Father of Four
Far til Fire, (English Title: Father of Four), is a 1953 Danish family comedy directed by Alice O'Fredericks and starring Ib Schønberg and Birgitte Bruun. The film is based on the comic strip by Kaj Engholm and Olav Hast. It was the inaugural film in a series of eight Father of Four films made by ASA Films, one each year from 1953 to 1961.
|Father of Four|
|Directed by||Alice O'Fredericks|
|Produced by||Lau Lauritzen Jr.|
|Written by||Lis Byrdal|
Kaj Engholm (cartoon)
|Music by||Sven Gyldmark|
|Edited by||Wera Iwanouw|
|Distributed by||ASA Filmudlejning|
|2 November 1953|
- Ib Schønberg as Father; Schønberg also played the role in the first sequel, but unfortunately died before they could finish any further films and was then replaced by Karl Stegger in the next 6 films. Niels Olsen plays the father in the reimagined series of the 2000s.
- Birgitte Bruun as Søs; Bruun, later known as Birgitte Price, played the part in the first six films.
- Rudi Hansen as Mie
- Otto Møller Jensen as Ole; Jensen played the role in all of the first films and then left acting for fashion design.
- Ole Neumann as Little Per; Neumann was 5-years-old when he played Per, and played the same role in each of the first seven sequels. He later became a documentary cinematographer
- Peter Malberg as Uncle Anders; Buster Larsen played the role of Uncle Anders in subsequent sequels
- Jørgen Reenberg as Teacher Jørgen Stæhr
- Ove Sprogøe as Baker Høst
- Sigurd Langberg as Director Andersen
- Ib Mossin as Peter
- Paul Hagen as Burglar
- Ilselil Larsen as Grete
- Agnes Rehni as Mrs. Sejersen
- Svend Aage Madsen as Kristian
- Else Jarlbak as Kristian's Mother
- Poul Reichhardt as Himself
- Einar Juhl as Pastor
- Svend Bille as Train Conductor
- Hugo Herrestrup
- Poul Thomsen
In 1947, Hakon Steffensen, editor of the Politiken newspaper wanted to start running a comic strip that depicted typical Danish life. It was his response to the surge of American comic strips flooding the European marketplace in the post-war years. Steffensen asked cartoonist Kaj Engholm for ideas. Engholm then asked his friend, advertising executive Olav Hast, who proposed the idea. They roughed out the story together of a single father of four children with the oldest daughter running the household, agreeing the father would be a single parent without ever creating a backstory for the mother's absence. In interviews, whenever the authors were asked, "Where is the mother?", they replied, "I don't know but we promise to look into it."
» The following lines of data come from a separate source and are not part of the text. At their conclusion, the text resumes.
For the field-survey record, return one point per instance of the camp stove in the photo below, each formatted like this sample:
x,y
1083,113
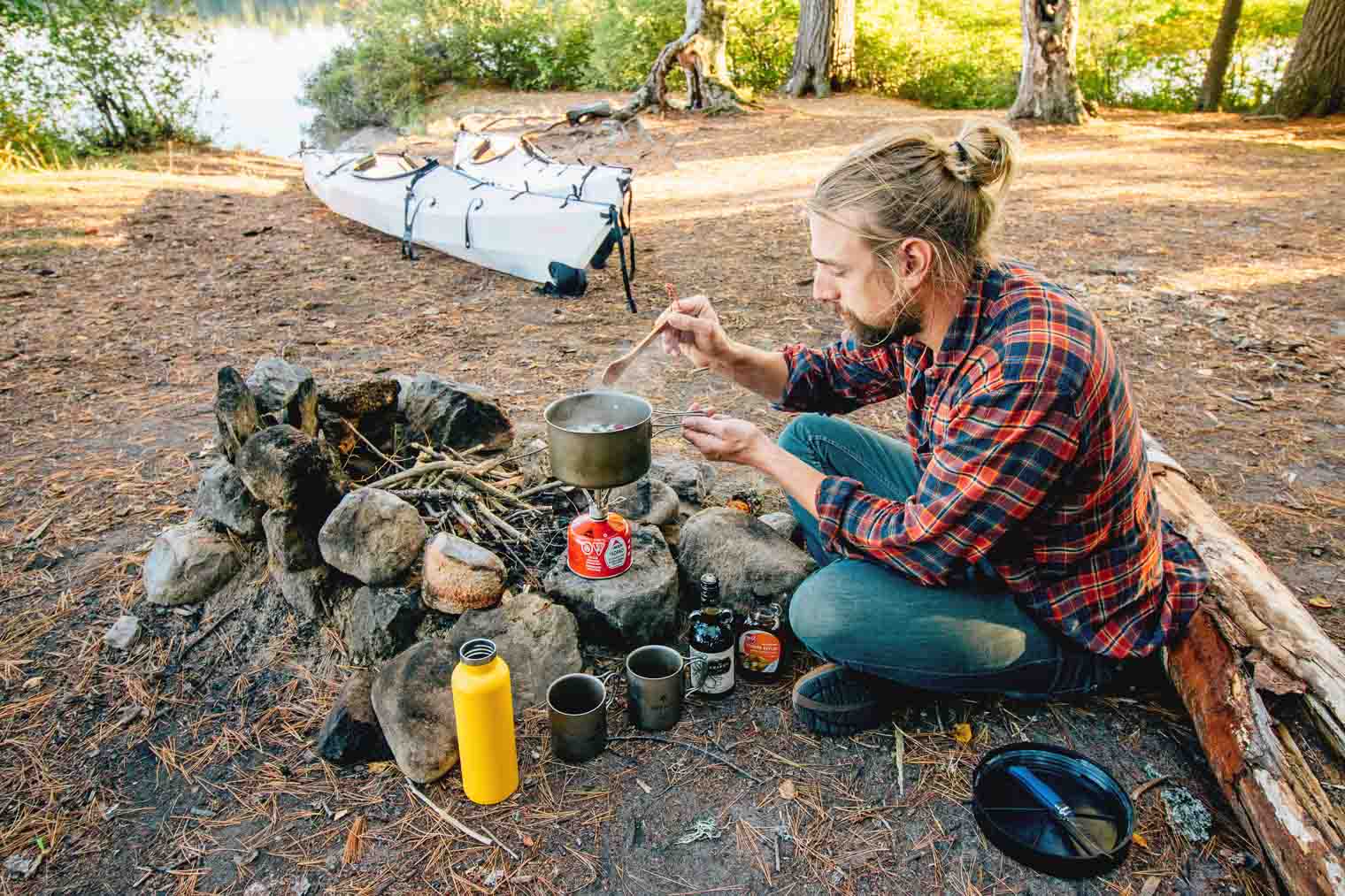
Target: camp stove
x,y
599,544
The comic strip first appeared in 1948 and ran daily for 40 years—on the back page of Politiken until 1955, then in the Berlingske Tidende newspaper until 1988. The text was written by Hast until retired from the strip in 1973, after which it was written by a variety of writers. Engholm drew the strip until his death in 1988.
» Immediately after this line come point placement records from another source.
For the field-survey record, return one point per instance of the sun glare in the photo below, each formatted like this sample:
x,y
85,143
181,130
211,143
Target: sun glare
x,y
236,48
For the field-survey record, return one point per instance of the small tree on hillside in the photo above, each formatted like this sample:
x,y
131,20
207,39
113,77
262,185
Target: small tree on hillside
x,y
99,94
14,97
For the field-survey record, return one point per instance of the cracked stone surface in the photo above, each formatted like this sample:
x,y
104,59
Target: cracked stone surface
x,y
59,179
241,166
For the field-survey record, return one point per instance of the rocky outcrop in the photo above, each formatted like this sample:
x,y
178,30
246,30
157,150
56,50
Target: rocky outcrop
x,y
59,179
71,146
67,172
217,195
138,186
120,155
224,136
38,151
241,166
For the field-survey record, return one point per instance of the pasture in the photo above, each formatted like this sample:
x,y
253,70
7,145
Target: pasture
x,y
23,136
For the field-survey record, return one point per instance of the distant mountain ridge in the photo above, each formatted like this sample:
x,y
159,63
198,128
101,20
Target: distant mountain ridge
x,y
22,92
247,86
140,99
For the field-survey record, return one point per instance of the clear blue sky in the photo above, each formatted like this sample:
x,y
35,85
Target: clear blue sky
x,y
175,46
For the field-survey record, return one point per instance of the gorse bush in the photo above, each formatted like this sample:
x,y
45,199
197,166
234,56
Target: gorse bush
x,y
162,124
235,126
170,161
Father of Four was such an enormous success that a sequel Father of Four in the Snow (Far til fire i sneen) was quickly made and released in 1954. Thereafter, seven more sequels were made, one every year until 1961, all directed by Alice O'Fredericks. A ninth film was planned for release in 1962 but was never produced.
In 2005, the series was renewed with the release of Father of Four is Back (Far til fire - gi'r aldrig op) directed by Claus Bjerre and in 2006 with Father of Four: Living Large (Far til fire - i stor stil).